Wednesday, January 19, 2011

Shift away from state support for higher education discussed at hearing

The major themes of Gov. Gregoire’s proposed 2011-13 budget for higher education are maintaining system quality and making progress on the degree-production targets contained in the state’s Strategic Master Plan for Higher Education.
That was the message the Governor’s fiscal and policy advisers delivered last week to members of the House Higher Education Committee, who also heard from higher education system representatives about the impact additional budget cuts could have on both program quality and degree production.
To maintain system quality in a time of reduced state revenue, the Governor’s budget would continue to shift more of the burden of higher education costs onto students and their families through higher tuition.
The budget proposal would reduce the higher education appropriation from the state General Fund by $344.7 million in the next biennium. The reduction would be partially offset by authorized tuition increases for the public colleges and universities.
The Governor proposes legislation that would limit undergraduate-resident annual tuition rate increases to:
·         11 percent at the University of Washington, Washington State University and Western Washington University;
·         10 percent at community and technical colleges;
·         9 percent at Eastern Washington University, Central Washington University and The Evergreen State College.
The new tuition increases would come on top of 14 percent annual increases at the state’s public baccalaureate institutions the past two years, and 7 percent annual increases at community and technical colleges.
To offset the impact of tuition increases on students who meet income requirements for the State Need Grant (SNG) program, the Governor’s proposal would increase SNG funding by $91.6 million in the next biennium. Even so, demand for SNG may make it hard for some students to receive assistance. Last year, nearly 22,000 eligible students went unserved because demand exceeded available dollars.
To meet expected demand for college-educated workers in years ahead, the Strategic Master Plan calls for the state’s public and private four-year colleges and universities to produce at least 6,700 more bachelor’s degrees per year by 2018 than they did in 2010. The number of additional degrees needed would continue to increase in later years. Because of the recession, state budget cuts and other factors, the number of additional degrees produced since the Strategic Master Plan was adopted in 2008 has remained flat.
To address that issue, the Governor proposes to shift the focus from enrollments to an incentive program that rewards institutions that can produce more of the degrees the state needs.

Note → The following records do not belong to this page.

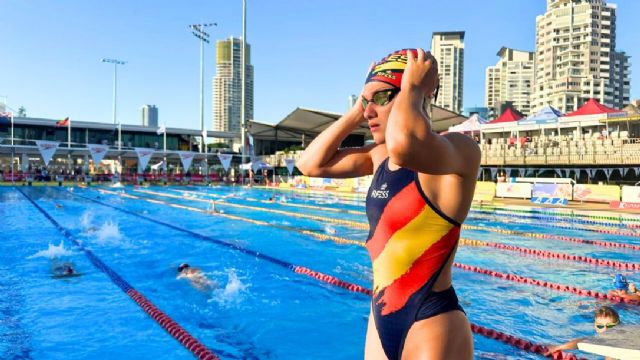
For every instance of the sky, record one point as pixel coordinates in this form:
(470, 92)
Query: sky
(305, 53)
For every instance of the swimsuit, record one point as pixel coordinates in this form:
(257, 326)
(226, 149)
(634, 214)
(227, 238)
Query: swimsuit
(409, 242)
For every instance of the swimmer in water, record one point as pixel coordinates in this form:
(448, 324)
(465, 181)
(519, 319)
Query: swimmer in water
(197, 278)
(64, 270)
(605, 318)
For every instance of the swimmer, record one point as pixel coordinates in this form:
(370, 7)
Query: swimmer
(624, 289)
(605, 318)
(423, 183)
(196, 277)
(64, 270)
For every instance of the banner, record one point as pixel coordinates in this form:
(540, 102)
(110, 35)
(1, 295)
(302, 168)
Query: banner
(485, 191)
(291, 163)
(631, 194)
(144, 155)
(186, 157)
(514, 190)
(24, 166)
(596, 193)
(549, 201)
(225, 160)
(47, 149)
(97, 152)
(559, 191)
(607, 172)
(255, 164)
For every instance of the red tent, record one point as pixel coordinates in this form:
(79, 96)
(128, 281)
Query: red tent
(592, 107)
(508, 115)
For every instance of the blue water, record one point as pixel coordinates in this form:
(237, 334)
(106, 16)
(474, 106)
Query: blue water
(259, 310)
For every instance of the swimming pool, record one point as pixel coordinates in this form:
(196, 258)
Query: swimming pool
(261, 309)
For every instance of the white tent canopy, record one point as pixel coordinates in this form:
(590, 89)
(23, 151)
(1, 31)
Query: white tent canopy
(472, 124)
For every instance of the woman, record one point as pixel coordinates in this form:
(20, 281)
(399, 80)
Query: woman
(421, 192)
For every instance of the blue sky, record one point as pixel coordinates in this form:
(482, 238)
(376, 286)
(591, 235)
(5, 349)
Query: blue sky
(305, 53)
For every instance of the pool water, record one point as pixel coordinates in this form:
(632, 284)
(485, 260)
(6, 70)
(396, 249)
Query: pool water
(258, 309)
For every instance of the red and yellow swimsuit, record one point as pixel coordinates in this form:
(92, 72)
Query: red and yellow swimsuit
(409, 242)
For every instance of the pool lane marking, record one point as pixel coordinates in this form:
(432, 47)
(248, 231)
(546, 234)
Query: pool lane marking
(316, 235)
(314, 207)
(169, 325)
(295, 268)
(355, 224)
(553, 255)
(463, 241)
(528, 221)
(491, 209)
(535, 216)
(531, 281)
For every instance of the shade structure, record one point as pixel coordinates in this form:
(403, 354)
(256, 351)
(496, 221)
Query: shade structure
(546, 115)
(508, 115)
(472, 124)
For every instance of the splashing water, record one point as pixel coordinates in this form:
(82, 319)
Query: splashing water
(52, 252)
(108, 233)
(329, 229)
(86, 219)
(232, 292)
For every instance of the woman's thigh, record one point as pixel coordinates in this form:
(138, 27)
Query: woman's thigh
(445, 336)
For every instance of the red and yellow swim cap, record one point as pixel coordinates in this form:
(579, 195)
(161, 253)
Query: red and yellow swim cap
(390, 69)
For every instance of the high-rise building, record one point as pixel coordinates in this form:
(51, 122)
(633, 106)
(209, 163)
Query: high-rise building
(448, 49)
(352, 100)
(227, 85)
(576, 56)
(149, 115)
(511, 79)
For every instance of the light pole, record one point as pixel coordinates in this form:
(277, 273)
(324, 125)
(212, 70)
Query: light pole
(115, 63)
(243, 125)
(198, 30)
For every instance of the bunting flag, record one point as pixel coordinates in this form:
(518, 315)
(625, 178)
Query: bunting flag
(144, 155)
(24, 166)
(291, 163)
(97, 152)
(47, 149)
(63, 122)
(225, 160)
(186, 157)
(607, 172)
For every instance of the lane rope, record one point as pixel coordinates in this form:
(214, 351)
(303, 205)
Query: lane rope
(169, 325)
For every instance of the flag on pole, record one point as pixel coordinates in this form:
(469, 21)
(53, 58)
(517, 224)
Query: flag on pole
(5, 119)
(63, 122)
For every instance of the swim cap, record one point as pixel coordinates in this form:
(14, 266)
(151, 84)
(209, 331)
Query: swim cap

Taking into account the additional revenue they would receive from tuition increases, the Governor’s budget proposal for 2011-13 still would leave higher education institutions about 5 to 6 percent below the level of operating revenue in the 2009-11 biennium. Additional cuts in the current biennium are likely when the Legislature passes a final supplemental budget.
 The reduction in state support for higher education—and the impact it has had on public colleges and universities—was described by higher education representatives during the House Higher Education Committee work session last week.
Council of Presidents Executive Director Mike Reilly pointed out that in the Governor’s proposed $32 billion state budget for 2011-13, about $1 billion in General Fund money is allocated for public baccalaureate institutions.  That is about the same amount allocated in the 1989-91 budget, when total General Fund spending was $12.7 billion. Reilly called that a “staggering stagnation of funding for higher education.”
Reilly said state investment makes higher education accessible and affordable and allows institutions to move toward meeting the state’s goal of increased degree production to serve the needs of the economy. Further reductions in General Fund support would move the state in the opposite direction—toward reduced access, fewer new degrees in science, technology engineering and mathematics, and fewer educated students, Reilly said.
 If lawmakers can keep further General Fund reductions to modest levels while allowing modest tuition increases, it may be possible to make continued progress on higher education goals, he said.